Benjamin Franklin and the Civic Virtues of the First American

Posted on March 06, 2017  in  [ Criminal Justice, Government, and Public Administration ]

In preparing to co-author a new course in American literature, I re-read “The Autobiography of Benjamin Franklin.” As you may know, it was an enormously popular and influential work in its era, and it continues to be studied in literature, history and philosophy courses to the present day.

The autobiography recounts Benjamin Franklin’s prototypically American success story, which starts with his early life as the 15th of 17 children of a poor tallow chandler in Boston. It follows him through an unhappy apprenticeship in an older brother’s printing shop until he leaves Boston at the age of 17 to make his own way.
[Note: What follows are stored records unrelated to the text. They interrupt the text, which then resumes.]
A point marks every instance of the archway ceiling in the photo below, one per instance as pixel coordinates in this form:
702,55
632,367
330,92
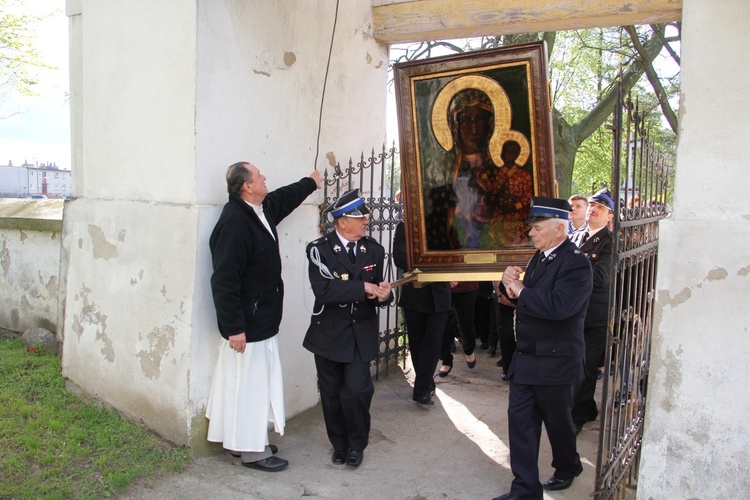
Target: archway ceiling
417,20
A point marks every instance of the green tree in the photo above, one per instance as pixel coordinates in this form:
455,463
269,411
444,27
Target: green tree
19,59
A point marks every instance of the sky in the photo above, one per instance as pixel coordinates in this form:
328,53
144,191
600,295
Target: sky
40,133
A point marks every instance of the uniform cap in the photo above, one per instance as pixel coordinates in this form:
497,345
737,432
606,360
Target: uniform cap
349,204
543,207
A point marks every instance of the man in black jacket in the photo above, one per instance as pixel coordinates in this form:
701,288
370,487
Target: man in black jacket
596,242
247,388
425,311
346,275
548,362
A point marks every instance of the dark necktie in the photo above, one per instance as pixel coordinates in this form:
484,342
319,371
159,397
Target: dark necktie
583,240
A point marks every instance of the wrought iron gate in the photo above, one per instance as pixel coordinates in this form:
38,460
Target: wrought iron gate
378,180
640,180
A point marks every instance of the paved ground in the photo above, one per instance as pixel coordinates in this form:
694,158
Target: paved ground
454,450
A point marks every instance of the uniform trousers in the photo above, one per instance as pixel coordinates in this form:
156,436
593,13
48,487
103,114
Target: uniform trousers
528,407
425,335
584,405
346,391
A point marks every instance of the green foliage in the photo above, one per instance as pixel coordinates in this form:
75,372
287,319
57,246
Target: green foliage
54,445
19,60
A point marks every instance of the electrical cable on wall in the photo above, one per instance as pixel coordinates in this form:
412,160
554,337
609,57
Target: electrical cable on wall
325,83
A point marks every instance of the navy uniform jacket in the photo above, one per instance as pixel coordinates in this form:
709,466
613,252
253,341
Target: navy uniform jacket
429,298
348,320
549,318
246,283
598,249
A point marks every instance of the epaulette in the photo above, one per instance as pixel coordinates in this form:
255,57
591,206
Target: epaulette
320,240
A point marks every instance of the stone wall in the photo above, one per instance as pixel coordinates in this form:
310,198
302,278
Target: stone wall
30,263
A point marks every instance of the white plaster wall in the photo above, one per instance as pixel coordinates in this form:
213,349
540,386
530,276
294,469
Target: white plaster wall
129,239
261,67
129,307
30,232
695,443
166,94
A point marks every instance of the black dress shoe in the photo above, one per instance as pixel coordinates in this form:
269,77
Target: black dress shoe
273,447
338,457
556,484
425,401
270,464
511,496
354,458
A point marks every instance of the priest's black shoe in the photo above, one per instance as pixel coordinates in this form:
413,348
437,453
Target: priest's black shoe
274,449
270,464
354,458
338,457
425,401
556,484
511,496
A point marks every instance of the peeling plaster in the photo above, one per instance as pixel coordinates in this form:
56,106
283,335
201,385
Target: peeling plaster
673,369
91,315
160,341
102,248
5,257
331,158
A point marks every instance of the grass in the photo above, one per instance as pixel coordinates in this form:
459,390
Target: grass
55,445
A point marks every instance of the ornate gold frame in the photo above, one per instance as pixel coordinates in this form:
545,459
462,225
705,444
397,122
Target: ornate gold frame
514,78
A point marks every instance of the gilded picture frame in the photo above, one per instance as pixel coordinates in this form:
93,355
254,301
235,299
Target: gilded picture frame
475,145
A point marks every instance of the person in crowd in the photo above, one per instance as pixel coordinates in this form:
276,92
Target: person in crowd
548,363
346,275
247,388
577,221
596,243
425,312
461,319
506,330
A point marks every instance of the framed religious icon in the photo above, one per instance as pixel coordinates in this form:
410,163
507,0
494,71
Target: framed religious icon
475,146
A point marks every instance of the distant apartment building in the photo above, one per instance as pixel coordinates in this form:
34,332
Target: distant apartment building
34,179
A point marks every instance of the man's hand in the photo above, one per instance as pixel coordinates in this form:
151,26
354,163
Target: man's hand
238,342
511,274
384,291
317,177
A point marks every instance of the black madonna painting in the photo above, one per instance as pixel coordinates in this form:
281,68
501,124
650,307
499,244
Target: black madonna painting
475,146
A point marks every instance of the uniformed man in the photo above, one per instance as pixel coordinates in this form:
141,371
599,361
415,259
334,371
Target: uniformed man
346,275
596,243
549,358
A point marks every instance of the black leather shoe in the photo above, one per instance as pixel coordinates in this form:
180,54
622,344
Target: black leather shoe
511,496
555,484
270,464
354,458
338,457
425,401
274,450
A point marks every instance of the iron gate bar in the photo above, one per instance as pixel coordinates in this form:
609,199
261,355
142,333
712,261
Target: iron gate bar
640,176
375,176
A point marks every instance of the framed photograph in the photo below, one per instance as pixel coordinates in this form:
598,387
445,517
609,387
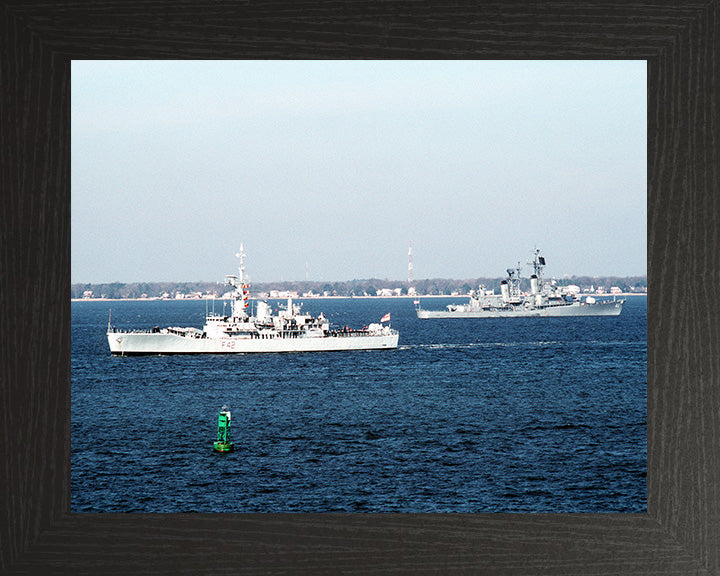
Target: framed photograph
669,533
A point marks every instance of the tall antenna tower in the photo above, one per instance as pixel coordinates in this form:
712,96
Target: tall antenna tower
410,270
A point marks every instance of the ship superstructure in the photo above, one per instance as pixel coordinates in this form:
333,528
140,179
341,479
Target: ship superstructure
543,299
287,331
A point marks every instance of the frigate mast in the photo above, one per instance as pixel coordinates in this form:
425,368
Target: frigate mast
240,303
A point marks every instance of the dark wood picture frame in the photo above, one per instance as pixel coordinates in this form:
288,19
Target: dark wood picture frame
680,533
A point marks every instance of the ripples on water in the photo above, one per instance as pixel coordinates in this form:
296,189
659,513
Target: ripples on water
484,415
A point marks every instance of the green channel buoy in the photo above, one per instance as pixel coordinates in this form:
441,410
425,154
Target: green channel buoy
223,443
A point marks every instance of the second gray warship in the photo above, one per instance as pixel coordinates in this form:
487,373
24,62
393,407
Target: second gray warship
543,299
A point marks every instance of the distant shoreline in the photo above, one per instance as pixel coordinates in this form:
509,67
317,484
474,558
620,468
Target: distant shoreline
403,297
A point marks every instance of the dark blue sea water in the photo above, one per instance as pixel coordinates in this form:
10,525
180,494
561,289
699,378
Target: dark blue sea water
484,415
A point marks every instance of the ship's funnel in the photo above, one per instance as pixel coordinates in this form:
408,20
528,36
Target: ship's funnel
505,291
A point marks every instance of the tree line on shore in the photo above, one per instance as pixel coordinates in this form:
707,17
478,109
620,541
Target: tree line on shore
370,287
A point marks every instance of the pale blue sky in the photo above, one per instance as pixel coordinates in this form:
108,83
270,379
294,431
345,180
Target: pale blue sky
342,163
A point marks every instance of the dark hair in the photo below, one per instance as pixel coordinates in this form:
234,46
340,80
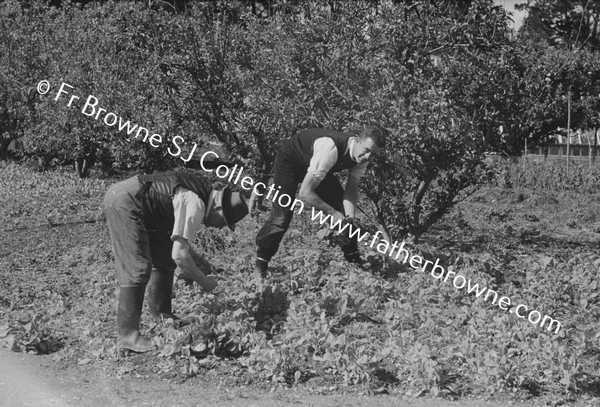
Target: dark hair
376,132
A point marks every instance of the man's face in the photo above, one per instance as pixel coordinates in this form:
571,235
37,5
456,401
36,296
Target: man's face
365,149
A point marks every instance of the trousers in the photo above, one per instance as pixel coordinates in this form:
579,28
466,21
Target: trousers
135,248
287,175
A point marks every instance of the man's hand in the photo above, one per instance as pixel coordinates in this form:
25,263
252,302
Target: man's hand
338,216
183,258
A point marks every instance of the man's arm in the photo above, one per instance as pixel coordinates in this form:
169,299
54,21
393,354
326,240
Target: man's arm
182,256
308,195
351,196
351,191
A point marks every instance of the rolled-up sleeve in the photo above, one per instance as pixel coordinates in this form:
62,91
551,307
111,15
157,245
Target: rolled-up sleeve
189,214
358,171
324,157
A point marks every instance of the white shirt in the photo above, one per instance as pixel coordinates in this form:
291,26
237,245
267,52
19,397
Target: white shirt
325,156
189,214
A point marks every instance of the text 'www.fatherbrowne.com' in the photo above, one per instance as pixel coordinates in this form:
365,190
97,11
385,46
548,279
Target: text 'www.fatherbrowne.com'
398,252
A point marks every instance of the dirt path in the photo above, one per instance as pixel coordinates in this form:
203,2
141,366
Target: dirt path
27,380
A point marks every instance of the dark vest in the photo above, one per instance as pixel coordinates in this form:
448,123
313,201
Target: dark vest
157,201
298,150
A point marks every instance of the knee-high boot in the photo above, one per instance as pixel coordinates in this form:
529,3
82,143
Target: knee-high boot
131,300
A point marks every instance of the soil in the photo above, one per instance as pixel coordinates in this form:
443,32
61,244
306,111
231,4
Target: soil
31,380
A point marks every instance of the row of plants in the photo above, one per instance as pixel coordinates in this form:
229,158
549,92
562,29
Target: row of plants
441,79
316,321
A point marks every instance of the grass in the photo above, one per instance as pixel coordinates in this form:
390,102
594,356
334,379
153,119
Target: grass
318,322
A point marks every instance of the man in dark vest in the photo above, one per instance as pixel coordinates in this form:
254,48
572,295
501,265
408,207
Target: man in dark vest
310,158
153,220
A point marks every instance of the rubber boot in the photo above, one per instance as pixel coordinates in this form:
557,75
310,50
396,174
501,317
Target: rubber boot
160,294
260,268
131,300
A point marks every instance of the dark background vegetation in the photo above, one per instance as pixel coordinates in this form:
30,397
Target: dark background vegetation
448,80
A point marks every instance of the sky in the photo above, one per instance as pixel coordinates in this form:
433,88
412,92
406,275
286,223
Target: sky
517,16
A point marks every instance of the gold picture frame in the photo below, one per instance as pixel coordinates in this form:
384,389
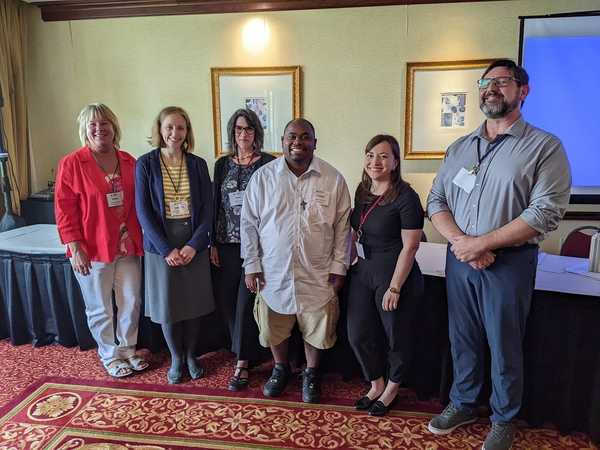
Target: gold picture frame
442,104
272,92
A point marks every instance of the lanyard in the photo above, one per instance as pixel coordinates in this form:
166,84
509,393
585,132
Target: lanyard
111,178
169,173
364,215
475,167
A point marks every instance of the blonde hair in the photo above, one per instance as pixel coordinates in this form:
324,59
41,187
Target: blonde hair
97,110
156,139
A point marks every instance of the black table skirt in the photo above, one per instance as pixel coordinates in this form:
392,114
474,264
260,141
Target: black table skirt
41,303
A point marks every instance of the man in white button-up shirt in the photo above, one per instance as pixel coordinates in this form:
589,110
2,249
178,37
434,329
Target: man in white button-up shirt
294,241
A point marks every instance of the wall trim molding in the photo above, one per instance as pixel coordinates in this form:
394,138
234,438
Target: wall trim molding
105,9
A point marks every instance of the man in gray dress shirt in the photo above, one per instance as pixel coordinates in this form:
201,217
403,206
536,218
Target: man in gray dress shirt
500,190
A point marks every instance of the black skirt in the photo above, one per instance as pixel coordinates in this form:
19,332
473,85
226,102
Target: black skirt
173,294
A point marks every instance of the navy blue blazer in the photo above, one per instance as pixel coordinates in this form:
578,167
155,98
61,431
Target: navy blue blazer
150,202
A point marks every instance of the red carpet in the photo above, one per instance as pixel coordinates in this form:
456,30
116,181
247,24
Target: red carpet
82,410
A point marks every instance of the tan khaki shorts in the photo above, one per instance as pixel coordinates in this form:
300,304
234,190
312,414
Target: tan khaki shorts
317,327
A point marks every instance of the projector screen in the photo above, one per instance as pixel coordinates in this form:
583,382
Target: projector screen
561,53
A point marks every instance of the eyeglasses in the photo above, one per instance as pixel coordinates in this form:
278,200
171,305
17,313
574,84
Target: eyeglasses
240,130
484,83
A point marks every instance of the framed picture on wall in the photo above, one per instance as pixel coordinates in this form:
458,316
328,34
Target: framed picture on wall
442,104
273,93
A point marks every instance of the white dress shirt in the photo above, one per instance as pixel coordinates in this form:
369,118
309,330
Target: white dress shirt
296,231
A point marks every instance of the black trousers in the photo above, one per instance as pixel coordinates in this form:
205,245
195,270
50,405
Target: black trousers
235,303
383,341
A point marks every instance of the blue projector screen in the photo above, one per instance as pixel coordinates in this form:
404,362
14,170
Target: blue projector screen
562,57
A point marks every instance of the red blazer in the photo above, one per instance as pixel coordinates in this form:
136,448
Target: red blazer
81,209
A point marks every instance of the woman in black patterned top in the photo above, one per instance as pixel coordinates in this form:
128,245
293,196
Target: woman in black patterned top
231,175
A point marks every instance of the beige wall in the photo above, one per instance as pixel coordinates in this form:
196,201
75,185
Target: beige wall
353,63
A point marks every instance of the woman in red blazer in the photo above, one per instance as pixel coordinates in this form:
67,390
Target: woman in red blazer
96,219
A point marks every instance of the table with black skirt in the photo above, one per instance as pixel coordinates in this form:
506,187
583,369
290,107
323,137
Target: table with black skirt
41,304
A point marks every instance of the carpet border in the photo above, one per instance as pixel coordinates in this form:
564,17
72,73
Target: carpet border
191,391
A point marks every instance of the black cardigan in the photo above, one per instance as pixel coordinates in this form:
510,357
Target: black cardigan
218,177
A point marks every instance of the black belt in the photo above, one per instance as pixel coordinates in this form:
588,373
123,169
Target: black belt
518,248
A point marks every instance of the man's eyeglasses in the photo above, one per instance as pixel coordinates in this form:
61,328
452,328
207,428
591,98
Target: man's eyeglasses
240,130
484,83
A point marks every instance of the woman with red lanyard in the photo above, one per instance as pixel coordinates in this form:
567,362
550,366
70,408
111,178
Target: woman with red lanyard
96,219
386,283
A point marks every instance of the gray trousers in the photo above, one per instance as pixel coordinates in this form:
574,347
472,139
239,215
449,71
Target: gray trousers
490,308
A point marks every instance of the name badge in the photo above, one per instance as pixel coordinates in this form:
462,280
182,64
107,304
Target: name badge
360,250
179,208
465,180
322,198
236,198
114,199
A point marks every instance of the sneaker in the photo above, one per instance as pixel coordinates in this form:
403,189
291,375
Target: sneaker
311,386
277,382
500,436
450,419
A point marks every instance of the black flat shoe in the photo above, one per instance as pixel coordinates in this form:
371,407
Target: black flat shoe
196,370
364,403
237,382
174,375
277,382
379,409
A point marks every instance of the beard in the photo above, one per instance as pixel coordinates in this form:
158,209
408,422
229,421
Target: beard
499,109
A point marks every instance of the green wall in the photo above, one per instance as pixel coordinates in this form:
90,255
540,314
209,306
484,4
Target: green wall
353,65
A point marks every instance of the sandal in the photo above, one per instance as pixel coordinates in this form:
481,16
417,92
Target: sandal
118,368
196,370
237,382
138,363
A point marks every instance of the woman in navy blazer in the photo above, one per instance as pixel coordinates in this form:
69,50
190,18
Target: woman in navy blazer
174,206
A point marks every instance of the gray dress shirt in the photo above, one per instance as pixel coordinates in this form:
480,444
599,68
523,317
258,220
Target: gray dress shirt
523,173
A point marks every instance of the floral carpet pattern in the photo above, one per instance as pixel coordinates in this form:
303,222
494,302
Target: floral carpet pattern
57,398
68,414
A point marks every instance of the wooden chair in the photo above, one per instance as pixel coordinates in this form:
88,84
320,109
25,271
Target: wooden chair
577,243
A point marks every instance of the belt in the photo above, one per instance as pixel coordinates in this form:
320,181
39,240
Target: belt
518,248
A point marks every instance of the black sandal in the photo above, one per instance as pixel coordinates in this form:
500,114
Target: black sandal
237,382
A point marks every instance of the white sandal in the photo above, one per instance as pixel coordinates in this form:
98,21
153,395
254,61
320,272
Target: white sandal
138,363
118,368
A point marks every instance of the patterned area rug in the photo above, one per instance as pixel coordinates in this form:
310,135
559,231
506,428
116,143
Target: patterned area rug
66,414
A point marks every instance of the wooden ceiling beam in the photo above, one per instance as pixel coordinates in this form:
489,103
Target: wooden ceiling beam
104,9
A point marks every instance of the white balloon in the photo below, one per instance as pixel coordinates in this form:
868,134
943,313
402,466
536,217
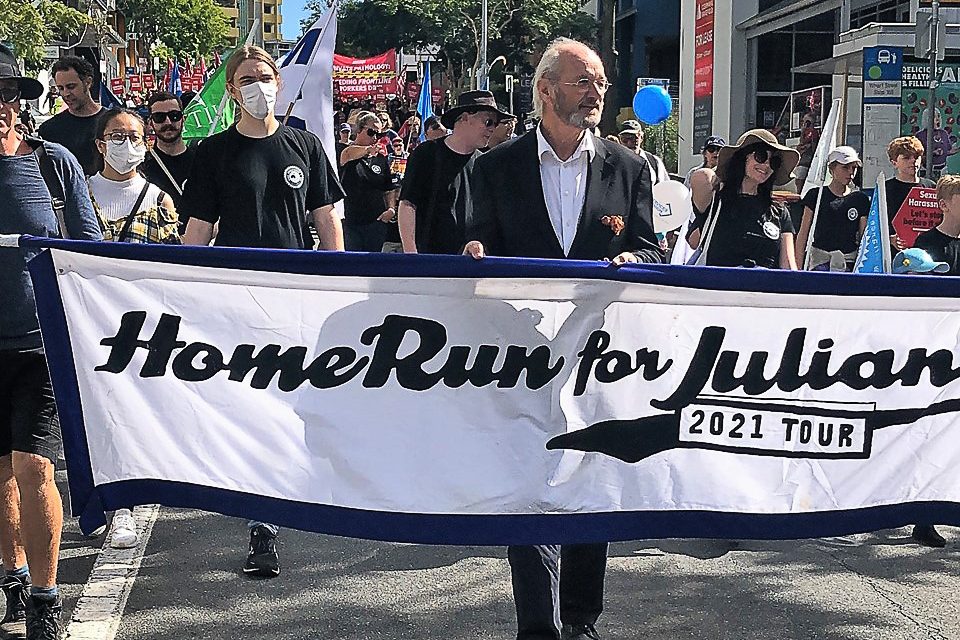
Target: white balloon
672,205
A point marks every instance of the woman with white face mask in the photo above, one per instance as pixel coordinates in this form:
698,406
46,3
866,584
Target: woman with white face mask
129,208
261,181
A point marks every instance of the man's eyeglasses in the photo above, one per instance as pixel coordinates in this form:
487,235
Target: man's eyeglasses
118,138
10,94
584,84
762,155
162,116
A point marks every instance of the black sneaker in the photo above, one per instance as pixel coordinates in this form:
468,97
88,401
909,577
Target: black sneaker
263,559
926,535
579,632
16,590
43,618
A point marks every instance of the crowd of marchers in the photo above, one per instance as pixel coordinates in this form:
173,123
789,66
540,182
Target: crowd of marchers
464,182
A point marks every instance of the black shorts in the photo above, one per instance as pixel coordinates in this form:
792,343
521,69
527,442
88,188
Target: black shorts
28,413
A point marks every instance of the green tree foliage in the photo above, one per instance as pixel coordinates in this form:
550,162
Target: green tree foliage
186,27
31,25
518,29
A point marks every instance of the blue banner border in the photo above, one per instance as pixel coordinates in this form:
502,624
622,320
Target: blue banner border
450,528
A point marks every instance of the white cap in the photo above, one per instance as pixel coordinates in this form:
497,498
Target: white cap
844,155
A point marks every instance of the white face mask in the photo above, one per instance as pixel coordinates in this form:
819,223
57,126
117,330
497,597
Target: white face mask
258,99
125,157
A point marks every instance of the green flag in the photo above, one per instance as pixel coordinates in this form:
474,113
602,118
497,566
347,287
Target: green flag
201,113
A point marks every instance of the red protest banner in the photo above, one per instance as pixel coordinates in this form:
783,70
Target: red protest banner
918,213
374,77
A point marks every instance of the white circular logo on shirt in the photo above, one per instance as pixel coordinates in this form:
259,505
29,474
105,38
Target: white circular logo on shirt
771,230
293,176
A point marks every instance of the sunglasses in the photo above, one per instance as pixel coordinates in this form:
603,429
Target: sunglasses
10,94
118,138
162,116
762,155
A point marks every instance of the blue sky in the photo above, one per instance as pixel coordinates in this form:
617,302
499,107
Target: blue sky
293,13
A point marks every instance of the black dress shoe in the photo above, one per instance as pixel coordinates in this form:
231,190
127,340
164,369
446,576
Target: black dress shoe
579,632
926,535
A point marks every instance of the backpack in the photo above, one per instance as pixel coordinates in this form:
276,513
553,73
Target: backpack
155,225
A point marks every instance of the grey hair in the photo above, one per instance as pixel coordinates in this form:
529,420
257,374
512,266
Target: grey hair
547,68
364,118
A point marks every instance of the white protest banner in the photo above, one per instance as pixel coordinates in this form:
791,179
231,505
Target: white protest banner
444,400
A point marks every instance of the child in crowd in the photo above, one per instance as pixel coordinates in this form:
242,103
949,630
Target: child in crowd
943,241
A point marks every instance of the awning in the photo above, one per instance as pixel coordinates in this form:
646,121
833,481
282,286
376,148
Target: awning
785,14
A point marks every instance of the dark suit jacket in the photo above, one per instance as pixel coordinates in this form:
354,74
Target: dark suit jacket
509,214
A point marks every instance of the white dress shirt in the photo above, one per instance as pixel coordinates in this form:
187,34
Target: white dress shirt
565,185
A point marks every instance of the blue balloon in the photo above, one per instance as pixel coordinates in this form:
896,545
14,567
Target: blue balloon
652,104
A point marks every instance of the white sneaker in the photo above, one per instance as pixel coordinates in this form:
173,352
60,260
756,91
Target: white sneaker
123,534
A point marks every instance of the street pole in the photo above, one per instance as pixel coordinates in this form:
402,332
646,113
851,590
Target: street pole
482,82
932,102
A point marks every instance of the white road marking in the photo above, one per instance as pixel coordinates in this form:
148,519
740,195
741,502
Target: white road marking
100,608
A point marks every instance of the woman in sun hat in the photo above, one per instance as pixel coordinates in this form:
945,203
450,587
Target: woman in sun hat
737,222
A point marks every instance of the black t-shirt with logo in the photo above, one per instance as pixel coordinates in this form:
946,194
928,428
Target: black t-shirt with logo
260,189
747,233
941,247
179,167
897,191
437,183
838,222
76,133
365,180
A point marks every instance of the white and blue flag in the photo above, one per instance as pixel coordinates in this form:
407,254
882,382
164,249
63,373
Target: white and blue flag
874,254
425,103
306,91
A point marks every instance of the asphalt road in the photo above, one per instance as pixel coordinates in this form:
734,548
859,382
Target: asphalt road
863,587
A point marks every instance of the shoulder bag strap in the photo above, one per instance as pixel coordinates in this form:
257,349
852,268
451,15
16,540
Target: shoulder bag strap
55,186
133,213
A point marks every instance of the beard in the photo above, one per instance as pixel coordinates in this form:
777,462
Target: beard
168,135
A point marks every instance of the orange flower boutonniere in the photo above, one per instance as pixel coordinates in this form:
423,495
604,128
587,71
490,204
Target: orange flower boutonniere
614,222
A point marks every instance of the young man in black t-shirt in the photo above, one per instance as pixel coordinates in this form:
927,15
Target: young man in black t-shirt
260,180
435,194
905,154
842,216
170,163
943,241
75,128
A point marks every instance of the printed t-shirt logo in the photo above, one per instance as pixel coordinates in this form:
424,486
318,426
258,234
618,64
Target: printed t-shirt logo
293,176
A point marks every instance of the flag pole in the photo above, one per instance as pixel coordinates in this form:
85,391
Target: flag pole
331,11
226,94
831,129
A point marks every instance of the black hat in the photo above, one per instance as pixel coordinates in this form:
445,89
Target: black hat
30,89
471,101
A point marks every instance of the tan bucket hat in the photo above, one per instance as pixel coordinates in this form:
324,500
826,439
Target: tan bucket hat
791,158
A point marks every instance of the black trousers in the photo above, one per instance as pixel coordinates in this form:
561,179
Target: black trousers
554,585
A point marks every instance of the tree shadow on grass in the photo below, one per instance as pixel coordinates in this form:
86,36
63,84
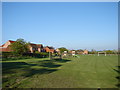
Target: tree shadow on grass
16,70
118,77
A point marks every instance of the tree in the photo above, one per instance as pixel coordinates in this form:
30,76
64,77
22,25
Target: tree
62,49
19,47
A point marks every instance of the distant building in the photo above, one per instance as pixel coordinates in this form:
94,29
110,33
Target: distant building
85,51
58,51
49,49
32,47
6,47
36,47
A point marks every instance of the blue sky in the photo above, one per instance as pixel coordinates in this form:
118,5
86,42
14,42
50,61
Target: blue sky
83,25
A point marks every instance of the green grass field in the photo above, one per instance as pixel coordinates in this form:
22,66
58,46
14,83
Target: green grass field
84,72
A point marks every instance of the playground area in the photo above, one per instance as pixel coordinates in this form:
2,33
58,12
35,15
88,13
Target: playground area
83,71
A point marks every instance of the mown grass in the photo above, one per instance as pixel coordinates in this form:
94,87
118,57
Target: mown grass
84,72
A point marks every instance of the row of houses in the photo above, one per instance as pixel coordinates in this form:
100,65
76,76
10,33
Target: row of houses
32,47
36,47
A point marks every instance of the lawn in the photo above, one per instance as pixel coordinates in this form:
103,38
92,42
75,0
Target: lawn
87,71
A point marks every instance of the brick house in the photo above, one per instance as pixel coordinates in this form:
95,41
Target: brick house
32,47
35,47
6,47
49,49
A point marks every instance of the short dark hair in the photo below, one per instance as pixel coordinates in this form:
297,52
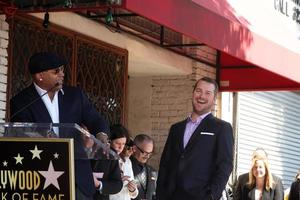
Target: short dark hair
118,131
208,80
140,138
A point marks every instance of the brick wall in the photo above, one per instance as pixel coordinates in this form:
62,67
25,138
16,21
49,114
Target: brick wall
3,65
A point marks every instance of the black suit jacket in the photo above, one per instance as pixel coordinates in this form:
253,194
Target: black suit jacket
111,180
201,170
243,192
74,107
149,191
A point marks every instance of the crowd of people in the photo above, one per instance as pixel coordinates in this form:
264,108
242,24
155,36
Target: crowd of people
196,161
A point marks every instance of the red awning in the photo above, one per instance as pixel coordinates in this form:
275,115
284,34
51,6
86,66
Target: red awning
249,61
Through hard work, thrift, intelligence and skill, he became a prosperous printer and one of Philadelphia’s leading citizens. As a civic activist, Franklin played a central role in the establishment of a fire department, a postal service, a hospital, a library and an academy that eventually became the University of Pennsylvania.

Benjamin Franklin came to be seen as the “first American,” a sobriquet that reflects the idea that the virtues he exemplified and wrote about were those admired and shared by many of his contemporaries.

He was, for example, industrious, self-educated, frugal and optimistic. He tried to live in a manner consistent with the virtues necessary for an individual to achieve success while contributing to the advancement of society and the well-being of his fellow citizens.

Below are Benjamin Franklin’s 13 virtues and precepts, taken from his autobiography:

  1. Eat not to dullness. Drink not to elevation.
  2. Speak not but what may benefit others or yourself; avoid trifling conversations.
  3. Let all your things have their places.
  4. Resolve to perform what you ought. Perform without fail what you resolve.
  5. Make no expense but to do good to others or yourself, i.e. waste nothing.
  6. Lose no time. Be always employ’d in something useful. Cut off all unnecessary actions.
  7. Use no hurtful deceit. Think innocently and justly; and, if you speak, speak accordingly.
  8. Wrong none by doing injuries or omitting the benefits that are your duty.
  9. Avoid extremes. Forbear resenting injuries so much as you think they deserve.
  10. Tolerate no uncleanness in body, clothes or habitation.
  11. Be not disturbed at trifles or accidents, common or unavoidable.
  12. Rarely use venery but for health or offspring.
  13. Imitate Jesus and Socrates.

Which of these virtues do you think do today’s Americans value? Put another way, how would a list of contemporary American virtues differ from Franklin’s, and what do those differences suggest about the future of our country?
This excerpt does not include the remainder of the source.